What is being proposed?
The Government said in an impact assessment at the start of the year that it wants all providers to contribute to trainees’ salaries to cover the service element of their roles. The business plan from Health Education England, released on 10 July, confirmed that it aims to introduce tariffs by April 2014 to standardise how much training practices receive for providing training, and this could take the form of charging them for part of the trainees’ salaries.
How much are the tariffs likely to be?
There is no indication as yet. However, the impact assessment said the preferred option for secondary care providers was to provide 50% funding of the trainees’ salary plus a ‘placement rate’.
Has this been proposed before?
Pulse revealed last year that the Committee of General Practice Educational Directors (COGPED) was trying to convince the Government to introduce a tariff to cover the cost of final year trainees providing service in the transitional year from three-year to four-year training. The Government also mooted plans to impose a ‘training levy’ on all practices to pay for LETBs, but it later dropped this following opposition from GPs.
What does the BMA think?
The BMA says that the plans could have a drastic effect on whether practices take on GP trainees.
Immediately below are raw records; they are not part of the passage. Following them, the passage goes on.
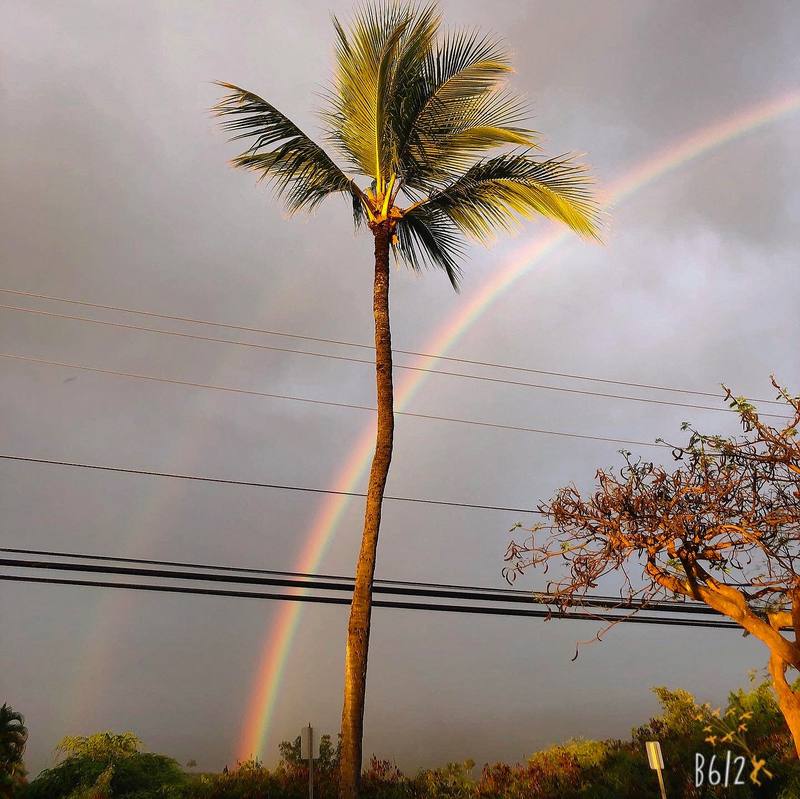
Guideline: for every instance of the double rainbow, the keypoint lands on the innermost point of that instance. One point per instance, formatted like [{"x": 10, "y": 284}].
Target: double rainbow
[{"x": 278, "y": 642}]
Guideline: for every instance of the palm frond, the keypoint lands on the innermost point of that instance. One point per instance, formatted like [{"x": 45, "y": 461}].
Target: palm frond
[
  {"x": 496, "y": 192},
  {"x": 366, "y": 66},
  {"x": 427, "y": 237},
  {"x": 302, "y": 173},
  {"x": 459, "y": 110}
]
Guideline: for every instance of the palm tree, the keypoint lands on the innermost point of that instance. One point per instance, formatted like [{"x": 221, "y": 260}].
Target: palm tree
[
  {"x": 414, "y": 113},
  {"x": 13, "y": 737}
]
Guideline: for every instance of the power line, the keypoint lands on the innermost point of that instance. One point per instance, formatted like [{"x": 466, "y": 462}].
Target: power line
[
  {"x": 381, "y": 603},
  {"x": 355, "y": 406},
  {"x": 339, "y": 342},
  {"x": 337, "y": 583},
  {"x": 253, "y": 484},
  {"x": 421, "y": 369},
  {"x": 252, "y": 570}
]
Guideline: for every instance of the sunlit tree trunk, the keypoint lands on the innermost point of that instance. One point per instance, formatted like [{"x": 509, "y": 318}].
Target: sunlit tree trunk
[{"x": 355, "y": 667}]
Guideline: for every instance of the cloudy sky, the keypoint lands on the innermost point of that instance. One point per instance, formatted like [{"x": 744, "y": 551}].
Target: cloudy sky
[{"x": 116, "y": 191}]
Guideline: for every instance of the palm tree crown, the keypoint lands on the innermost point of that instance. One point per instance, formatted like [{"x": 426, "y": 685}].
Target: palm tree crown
[{"x": 416, "y": 113}]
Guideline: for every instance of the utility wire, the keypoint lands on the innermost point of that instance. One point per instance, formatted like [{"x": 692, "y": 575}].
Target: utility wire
[
  {"x": 338, "y": 342},
  {"x": 249, "y": 392},
  {"x": 310, "y": 575},
  {"x": 346, "y": 584},
  {"x": 253, "y": 484},
  {"x": 422, "y": 369},
  {"x": 382, "y": 603}
]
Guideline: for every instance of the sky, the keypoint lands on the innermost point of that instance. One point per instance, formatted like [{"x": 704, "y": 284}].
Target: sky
[{"x": 116, "y": 190}]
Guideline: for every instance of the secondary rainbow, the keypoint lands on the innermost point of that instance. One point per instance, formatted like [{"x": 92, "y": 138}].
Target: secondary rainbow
[{"x": 278, "y": 641}]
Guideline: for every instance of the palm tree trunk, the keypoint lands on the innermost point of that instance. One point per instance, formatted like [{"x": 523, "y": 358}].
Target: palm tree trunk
[{"x": 355, "y": 665}]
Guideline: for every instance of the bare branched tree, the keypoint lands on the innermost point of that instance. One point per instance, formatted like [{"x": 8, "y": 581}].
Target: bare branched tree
[{"x": 722, "y": 526}]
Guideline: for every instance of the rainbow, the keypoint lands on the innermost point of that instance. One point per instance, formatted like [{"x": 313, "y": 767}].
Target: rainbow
[{"x": 278, "y": 643}]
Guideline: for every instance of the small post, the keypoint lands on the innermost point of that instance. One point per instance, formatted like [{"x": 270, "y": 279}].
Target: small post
[
  {"x": 656, "y": 761},
  {"x": 309, "y": 750},
  {"x": 310, "y": 761}
]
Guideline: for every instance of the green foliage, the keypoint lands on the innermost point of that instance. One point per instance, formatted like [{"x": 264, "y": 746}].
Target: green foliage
[
  {"x": 104, "y": 766},
  {"x": 13, "y": 737},
  {"x": 418, "y": 115},
  {"x": 107, "y": 766}
]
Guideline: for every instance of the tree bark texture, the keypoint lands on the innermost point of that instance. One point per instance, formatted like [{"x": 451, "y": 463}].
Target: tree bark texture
[{"x": 355, "y": 668}]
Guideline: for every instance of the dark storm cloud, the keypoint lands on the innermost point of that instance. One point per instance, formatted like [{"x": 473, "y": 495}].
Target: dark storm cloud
[{"x": 116, "y": 189}]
GPC negotiator Dr Beth McCarron-Nash says: ‘It is about their training needs, not about the service needs of their practice. They remain supernumerary. It is very different to having a salaried GP, who is an integral part of the workforce. GP trainees take holiday when they want, they go on training courses and training practices do not rely on them to service provision.’
What happens next?
It is highly likely that these tariffs will be discussed as part of the contract negotiations for junior doctors and GP registrars, in which the GPC will be represented. These negotiations are likely to begin in the autumn.
What are the wider implications of the training tariff?
Dr McCarron-Nash says that practices won’t be able to afford to continue training if a tariff is imposed on them. This could have disastrous implications for the future of workforce planning at a time when the Government is falling short its attempts to recruit 3,250 trainees a year by 2015.